X_train, X_test, y_train , y_test = train_test_split(X,y, test_size = 0.2 , random_state = 0)

enc = OneHotEncoder(sparse=False)
onehot_train_y = y_train.reshape(len(y_train),1)  #reshaping it to 2d array as OneHotEncoder requires 2d array as perameter
onehot_train_y = enc.fit_transform(onehot_train_y)
onehot_test_y = y_test.reshape(len(y_test),1)
onehot_test_y = enc.fit_transform(onehot_test_y)

classes label of our data consists can be obtained. there are 11 classes our labels are distributed

In [7]:
class_names = list(encoder.classes_)
print(class_names)

['Bigdata', 'Blockchain', 'Cyber Security', 'Data Security', 'FinTech', 'Microservices', 'Neobanks', 'Reg Tech', 'Robo Advising', 'Stock Trading', 'credit reporting']


NOTE- In preprocessing step our text needs to be cleaned. we should clean all non word characters, html tags, stopwords and other noises in texts. Data provided to us is already cleaned and is lowercased so this step is skipped.

##Feature Selection

raw text is transformed into meaningful feature vectors

###Count vectors

Count Vector is a matrix notation of the dataset in which every row represents a text from the data, every column represents a word from the text, and every cell represents the frequency count of a particular term in a particular document.

In [8]:
from sklearn.feature_extraction.text import CountVectorizer
count_vect = CountVectorizer()
count_vect.fit(X_train)
count_vect_xtrain = count_vect.transform(X_train)

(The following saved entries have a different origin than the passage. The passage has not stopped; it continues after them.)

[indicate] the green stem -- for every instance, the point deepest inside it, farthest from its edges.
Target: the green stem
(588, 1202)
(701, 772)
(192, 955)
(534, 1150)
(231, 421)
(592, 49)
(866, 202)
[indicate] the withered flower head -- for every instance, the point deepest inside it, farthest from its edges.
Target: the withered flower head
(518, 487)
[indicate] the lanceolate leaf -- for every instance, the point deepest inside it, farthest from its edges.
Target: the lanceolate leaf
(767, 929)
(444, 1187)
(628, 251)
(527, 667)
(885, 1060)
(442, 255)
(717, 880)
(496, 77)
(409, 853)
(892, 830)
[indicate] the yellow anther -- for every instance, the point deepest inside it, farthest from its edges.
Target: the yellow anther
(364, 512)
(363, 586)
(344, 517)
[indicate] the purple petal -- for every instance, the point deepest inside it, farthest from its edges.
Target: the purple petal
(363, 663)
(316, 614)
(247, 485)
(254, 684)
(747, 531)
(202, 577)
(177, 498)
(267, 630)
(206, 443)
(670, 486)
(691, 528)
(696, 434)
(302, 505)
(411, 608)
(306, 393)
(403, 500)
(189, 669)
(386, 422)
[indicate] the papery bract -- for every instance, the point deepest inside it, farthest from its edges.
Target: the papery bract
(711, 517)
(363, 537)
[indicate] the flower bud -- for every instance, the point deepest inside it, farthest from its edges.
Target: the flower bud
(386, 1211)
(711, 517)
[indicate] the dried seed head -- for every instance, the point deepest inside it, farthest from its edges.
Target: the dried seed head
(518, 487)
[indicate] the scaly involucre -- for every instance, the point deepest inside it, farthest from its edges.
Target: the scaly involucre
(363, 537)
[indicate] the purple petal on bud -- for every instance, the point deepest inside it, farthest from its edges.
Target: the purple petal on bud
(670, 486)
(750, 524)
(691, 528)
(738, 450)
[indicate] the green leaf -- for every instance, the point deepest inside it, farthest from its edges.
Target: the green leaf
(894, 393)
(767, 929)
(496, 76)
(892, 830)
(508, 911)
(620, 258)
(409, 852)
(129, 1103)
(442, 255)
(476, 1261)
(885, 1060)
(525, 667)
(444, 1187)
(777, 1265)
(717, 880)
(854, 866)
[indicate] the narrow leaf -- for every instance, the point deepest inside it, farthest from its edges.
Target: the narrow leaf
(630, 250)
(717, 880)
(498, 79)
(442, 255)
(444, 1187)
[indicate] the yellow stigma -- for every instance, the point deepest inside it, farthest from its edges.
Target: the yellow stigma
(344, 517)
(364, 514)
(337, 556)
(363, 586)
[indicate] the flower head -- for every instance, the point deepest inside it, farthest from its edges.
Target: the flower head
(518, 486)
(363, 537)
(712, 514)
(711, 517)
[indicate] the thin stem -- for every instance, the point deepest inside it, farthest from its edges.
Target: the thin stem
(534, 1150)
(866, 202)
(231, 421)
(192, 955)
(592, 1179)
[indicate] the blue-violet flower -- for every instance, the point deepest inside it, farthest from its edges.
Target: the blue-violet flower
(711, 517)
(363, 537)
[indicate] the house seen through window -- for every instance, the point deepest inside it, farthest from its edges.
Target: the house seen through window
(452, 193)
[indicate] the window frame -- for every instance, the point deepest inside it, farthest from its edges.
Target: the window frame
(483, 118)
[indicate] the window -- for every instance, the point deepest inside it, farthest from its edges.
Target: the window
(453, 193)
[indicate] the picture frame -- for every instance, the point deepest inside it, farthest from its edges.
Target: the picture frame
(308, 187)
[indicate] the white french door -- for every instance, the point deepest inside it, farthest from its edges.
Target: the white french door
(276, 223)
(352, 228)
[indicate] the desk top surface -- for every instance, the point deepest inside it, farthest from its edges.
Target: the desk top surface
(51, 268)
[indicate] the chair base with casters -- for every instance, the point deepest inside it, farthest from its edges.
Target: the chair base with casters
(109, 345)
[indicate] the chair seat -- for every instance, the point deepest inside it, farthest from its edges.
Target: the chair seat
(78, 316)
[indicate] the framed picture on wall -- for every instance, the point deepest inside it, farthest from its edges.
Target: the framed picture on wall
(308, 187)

Data representation is similar to that of count Vectors but each cell contains a scalar quantity rather than frequency which represents the relative importance of a term in the document 

###Word Level Tfid

In [9]:
from sklearn.feature_extraction.text import TfidfVectorizer
word_tfid_vect = TfidfVectorizer()
word_tfid_vect_xtrain = word_tfid_vect.fit_transform(X_train)

###ngram Level Tfid

group of n adjacent words is considered because the group contain important information rather than single word.

In [10]:
ngram_tfid_vect = TfidfVectorizer(ngram_range = (2,3))
ngram_tfid_vect_xtrain = ngram_tfid_vect.fit_transform(X_train)

###Character Level Tfid

Here character level score is counted 

In [11]:
char_tfid_vect = TfidfVectorizer(analyzer = 'char',ngram_range=(2,3))
char_tfid_vect_xtrain = char_tfid_vect.fit_transform(X_train)

###Word2Vec

A word embedding is a form of representing words and documents using a dense vector representation. The position of a word within the vector space is learned from text and is based on the words that surround the word when it is used.

In [12]:
import gensim.models 
from nltk.tokenize import word_tokenize,sent_tokenize
nltk.download('punkt')
sentence = data['Text'].tolist()
sent_token = [word_tokenize(sent) for sent in sentence]
model = gensim.models.Word2Vec(sentences=sent_token)

model.wv.init_sims()

#using average vectors is found to be useful feature

def word_averaging(wv, words):
    all_words, mean = set(), []
    
    for word in words:
        if isinstance(word, np.ndarray):
            mean.append(word)
        elif word in wv.vocab:
            mean.append(wv.syn0norm[wv.vocab[word].index])
            all_words.add(wv.vocab[word].index)

    if not mean:
        return np.zeros(wv.vector_size,)

    mean = gensim.matutils.unitvec(np.array(mean).mean(axis=0)).astype(np.float32)
    return mean

def  word_averaging_list(wv, text_list):
    return np.vstack([word_averaging(wv, text) for text in text_list ])

def w2v_tokenize_text(text):
    tokens = []
    for sent in sent_tokenize(text, language='english'):
        for word in word_tokenize(sent, language='english'):
            if len(word) < 2:
                continue
            tokens.append(word)
    return tokens

train_tokenized = X_train.apply(w2v_tokenize_text)
test_tokenized = X_test.apply(w2v_tokenize_text)

X_train_word_average = word_averaging_list(model.wv,train_tokenized)
X_test_word_average = word_averaging_list(model.wv,test_tokenized)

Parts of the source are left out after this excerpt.